The network is made up of representatives from the Domestic Violence and Victims Support Unit (DOVVSU), Department of Social Welfare, Children’s Department and the Ghana Education Service.
Seventy-four of the pregnant girls could not write the examination, said Mrs Beatrice Mamle Nkum, the Brong-Ahafo Regional Coordinator of Girl-Child Education.
Interacting with a section of the media in Sunyani, Mrs Nkum said teenage pregnancy remains a huge impediment to the growth of girl-child education in the region.
In the 2016/2017 academic year, the region recorded 778 pregnancies, 144 in primary, 573 in Junior High and 91 in Senior High Schools.

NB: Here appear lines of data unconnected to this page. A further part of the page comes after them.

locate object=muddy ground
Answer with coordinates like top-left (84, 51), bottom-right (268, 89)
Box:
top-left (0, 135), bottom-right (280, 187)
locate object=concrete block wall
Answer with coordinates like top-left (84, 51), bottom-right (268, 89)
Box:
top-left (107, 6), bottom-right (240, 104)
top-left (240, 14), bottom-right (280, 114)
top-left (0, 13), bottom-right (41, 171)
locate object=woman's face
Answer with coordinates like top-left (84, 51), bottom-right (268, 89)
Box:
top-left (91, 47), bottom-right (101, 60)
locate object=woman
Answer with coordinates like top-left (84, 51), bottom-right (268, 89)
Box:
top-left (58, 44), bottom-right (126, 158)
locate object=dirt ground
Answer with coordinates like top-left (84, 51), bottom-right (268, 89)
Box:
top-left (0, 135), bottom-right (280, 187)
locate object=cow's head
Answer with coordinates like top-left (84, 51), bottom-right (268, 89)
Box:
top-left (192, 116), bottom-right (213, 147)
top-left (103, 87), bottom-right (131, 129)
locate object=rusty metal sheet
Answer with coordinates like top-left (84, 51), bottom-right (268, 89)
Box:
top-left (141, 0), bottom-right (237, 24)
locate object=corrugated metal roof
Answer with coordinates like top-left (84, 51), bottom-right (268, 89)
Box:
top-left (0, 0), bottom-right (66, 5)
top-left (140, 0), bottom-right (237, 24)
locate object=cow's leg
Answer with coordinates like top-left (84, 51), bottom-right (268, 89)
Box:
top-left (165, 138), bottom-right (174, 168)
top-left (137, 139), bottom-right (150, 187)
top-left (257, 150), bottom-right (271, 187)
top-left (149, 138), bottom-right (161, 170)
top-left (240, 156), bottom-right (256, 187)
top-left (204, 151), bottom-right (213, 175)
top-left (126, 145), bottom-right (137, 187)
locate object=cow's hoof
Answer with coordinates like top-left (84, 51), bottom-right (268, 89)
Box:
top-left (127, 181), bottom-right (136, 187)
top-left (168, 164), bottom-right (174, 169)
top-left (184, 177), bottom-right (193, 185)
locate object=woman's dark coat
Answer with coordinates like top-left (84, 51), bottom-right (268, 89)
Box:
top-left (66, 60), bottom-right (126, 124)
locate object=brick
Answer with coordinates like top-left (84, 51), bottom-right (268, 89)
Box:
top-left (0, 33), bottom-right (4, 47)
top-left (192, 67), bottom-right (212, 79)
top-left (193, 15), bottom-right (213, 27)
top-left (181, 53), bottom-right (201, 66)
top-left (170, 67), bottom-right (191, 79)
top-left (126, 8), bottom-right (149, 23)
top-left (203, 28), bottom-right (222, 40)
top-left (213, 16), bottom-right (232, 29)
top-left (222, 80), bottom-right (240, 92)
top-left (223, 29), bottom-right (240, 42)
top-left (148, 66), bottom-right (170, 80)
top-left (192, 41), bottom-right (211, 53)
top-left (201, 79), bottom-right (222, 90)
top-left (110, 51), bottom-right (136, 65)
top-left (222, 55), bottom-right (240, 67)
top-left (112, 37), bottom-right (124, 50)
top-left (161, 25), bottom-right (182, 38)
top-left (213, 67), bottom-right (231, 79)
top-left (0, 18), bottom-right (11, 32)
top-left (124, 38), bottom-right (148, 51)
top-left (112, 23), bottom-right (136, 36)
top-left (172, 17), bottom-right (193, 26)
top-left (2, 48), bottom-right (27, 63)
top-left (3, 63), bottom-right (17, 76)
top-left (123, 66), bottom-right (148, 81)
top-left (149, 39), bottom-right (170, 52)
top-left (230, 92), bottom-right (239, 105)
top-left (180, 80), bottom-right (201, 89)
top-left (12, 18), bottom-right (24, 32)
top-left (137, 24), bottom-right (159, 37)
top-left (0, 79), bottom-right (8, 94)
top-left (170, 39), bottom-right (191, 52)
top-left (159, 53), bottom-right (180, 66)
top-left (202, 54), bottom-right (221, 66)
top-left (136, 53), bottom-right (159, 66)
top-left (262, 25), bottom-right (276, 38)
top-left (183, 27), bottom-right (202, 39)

A greater percentage of these girls, the Girl-Child Education Coordinator said, were unable to pursue their education to higher heights.
Mrs Nkum said girls constituted the majority of out of school children due to teenage pregnancies, child marriages, parental neglect, poverty, unfriendly school environment and cultural misconceptions.
These girls did not complete primary six or Junior High School, she said, adding that the completion rate for girls in basic school for the 2017/2018 academic year stood at 46.8 per cent.
Mrs Nkum said girl-child marriage was also an issue that was prevalent, especially in Muslim communities, saying “once an adolescent girl is married, it is rare she remains in school”.
She said though the Criminal Code Amendment (Act 554) prohibited compulsion in marriage, the Act was still being secretly practiced in areas such as Tain and Banda Districts as well as the Atebubu-Amanten, Wenchi and Kintampo North municipalities of the region.
As Ghana joins the world to mark the 2018 International Day of the Girl-Child, Mrs Nkum appealed to the media to intensify advocacy to promote girl-child education.
The International Day of the Girl-child which falls on October 11 every year was instituted by the United Nations to highlight and address the needs and challenges that girls encounter while promoting girl’s empowerment and fulfillment of their human rights.